Qtextcodec::setcodecforlocale (Qtextcodec::codecforlocale ());
Qtextcodec::setcodecforcstrings (Qtextcodec::codecforlocale ());

All local encodings are used for external string encoding.

Qt Chinese garbled problem (more clearly, the same binary string is interpreted as a different language)

Contact Us

The content source of this page is from Internet, which doesn't represent Alibaba Cloud's opinion; products and services mentioned on that page don't have any relationship with Alibaba Cloud. If the content of the page makes you feel confusing, please write us an email, we will handle the problem within 5 days after receiving your email.

If you find any instances of plagiarism from the community, please send an email to: info-contact@alibabacloud.com and provide relevant evidence. A staff member will contact you within 5 working days.

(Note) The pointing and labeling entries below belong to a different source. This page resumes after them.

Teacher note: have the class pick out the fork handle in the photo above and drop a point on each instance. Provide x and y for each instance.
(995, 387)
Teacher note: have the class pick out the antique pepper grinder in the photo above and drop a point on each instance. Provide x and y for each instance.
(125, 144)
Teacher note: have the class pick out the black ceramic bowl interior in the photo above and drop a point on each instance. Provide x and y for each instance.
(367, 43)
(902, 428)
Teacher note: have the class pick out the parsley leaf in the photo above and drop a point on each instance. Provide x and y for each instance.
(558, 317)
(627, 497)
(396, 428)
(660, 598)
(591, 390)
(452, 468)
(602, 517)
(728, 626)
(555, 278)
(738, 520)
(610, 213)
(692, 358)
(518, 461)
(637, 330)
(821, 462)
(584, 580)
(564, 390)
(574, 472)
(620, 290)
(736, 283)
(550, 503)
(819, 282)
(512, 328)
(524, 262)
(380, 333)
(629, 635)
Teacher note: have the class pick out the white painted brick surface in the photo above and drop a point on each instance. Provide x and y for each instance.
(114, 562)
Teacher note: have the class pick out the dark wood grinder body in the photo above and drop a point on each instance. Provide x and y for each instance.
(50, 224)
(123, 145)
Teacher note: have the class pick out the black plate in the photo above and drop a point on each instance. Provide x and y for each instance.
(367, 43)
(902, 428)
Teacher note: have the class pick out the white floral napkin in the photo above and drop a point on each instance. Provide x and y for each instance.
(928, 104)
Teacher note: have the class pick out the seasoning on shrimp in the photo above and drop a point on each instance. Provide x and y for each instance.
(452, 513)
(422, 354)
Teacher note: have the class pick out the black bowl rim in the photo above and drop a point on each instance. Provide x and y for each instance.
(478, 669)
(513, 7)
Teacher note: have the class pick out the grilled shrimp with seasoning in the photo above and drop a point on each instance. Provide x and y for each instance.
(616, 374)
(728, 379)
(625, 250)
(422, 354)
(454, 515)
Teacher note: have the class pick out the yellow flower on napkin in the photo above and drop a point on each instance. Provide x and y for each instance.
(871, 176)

A Free Trial That Lets You Build Big!

Start building with 50+ products and up to 12 months usage for Elastic Compute Service

  • Sales Support

    1 on 1 presale consultation

  • After-Sales Support

    24/7 Technical Support 6 Free Tickets per Quarter Faster Response

  • Alibaba Cloud offers highly flexible support services tailored to meet your exact needs.